It assumes each user and each item lives in the same small latent factor space of dimension \(k\) (think hidden axes like “action ↔︎ drama,” “mainstream ↔︎ niche”). User \(u\) becomes a vector \(p_u\in\mathbb{R}^k\), item \(i\) a vector \(q_i\in\mathbb{R}^k\), and the predicted rating is their dot product:

\[ \hat R_{ui}=p_u\cdot q_i=\sum_{f=1}^{k}p_{uf}\,q_{if}. \]

In words: how much I’ll like an item is how well my hidden-taste vector lines up with the item’s hidden-trait vector — multiply the matching dials and add them up.

Also written: \(\hat R_{ui}=p_u^\top q_i=\langle p_u, q_i\rangle\); stacked over all users and items this is the matrix product \(\hat R = PQ^\top\).

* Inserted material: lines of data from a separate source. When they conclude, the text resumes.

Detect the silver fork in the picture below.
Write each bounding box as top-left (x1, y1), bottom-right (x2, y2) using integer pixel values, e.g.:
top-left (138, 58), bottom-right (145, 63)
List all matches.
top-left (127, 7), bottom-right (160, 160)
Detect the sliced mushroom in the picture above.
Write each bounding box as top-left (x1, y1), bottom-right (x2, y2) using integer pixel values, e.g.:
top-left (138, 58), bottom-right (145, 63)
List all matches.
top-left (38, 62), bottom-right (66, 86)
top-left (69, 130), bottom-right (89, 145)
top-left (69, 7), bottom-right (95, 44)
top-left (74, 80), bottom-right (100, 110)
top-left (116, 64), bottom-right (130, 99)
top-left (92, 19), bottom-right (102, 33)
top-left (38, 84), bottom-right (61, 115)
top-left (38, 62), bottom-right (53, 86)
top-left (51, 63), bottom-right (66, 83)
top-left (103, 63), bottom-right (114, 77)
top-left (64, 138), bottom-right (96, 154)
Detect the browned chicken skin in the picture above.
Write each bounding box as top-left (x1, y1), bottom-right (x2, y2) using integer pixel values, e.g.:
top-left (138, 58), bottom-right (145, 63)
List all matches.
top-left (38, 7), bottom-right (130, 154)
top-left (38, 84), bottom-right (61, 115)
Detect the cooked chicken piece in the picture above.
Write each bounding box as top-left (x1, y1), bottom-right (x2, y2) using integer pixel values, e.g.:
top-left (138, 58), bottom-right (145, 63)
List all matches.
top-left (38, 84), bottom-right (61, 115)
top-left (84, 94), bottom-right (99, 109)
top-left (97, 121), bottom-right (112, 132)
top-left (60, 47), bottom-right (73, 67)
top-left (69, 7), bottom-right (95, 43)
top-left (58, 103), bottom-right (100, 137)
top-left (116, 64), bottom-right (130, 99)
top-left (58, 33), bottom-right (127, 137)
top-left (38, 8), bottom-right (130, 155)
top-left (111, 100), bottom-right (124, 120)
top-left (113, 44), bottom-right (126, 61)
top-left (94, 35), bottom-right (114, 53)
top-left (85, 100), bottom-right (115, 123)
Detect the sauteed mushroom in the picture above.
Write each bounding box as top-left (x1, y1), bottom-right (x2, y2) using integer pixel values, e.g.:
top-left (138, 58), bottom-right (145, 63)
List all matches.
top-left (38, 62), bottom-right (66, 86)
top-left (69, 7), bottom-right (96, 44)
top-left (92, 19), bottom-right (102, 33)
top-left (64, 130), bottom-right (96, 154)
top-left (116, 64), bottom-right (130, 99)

We learn \(p,q\) only from observed entries by minimizing squared error with regularization (this is the famous form from the Netflix Prize), typically via SGD or alternating least squares:

\[ \min_{p,q}\sum_{(u,i)\in\text{observed}}\big(R_{ui}-p_u\cdot q_i\big)^2+\lambda\big(\lVert p_u\rVert^2+\lVert q_i\rVert^2\big). \]

In words: choose the user and item vectors that make the predicted ratings match the ratings we actually saw as closely as possible, while penalizing oversized vectors so the model doesn’t overfit.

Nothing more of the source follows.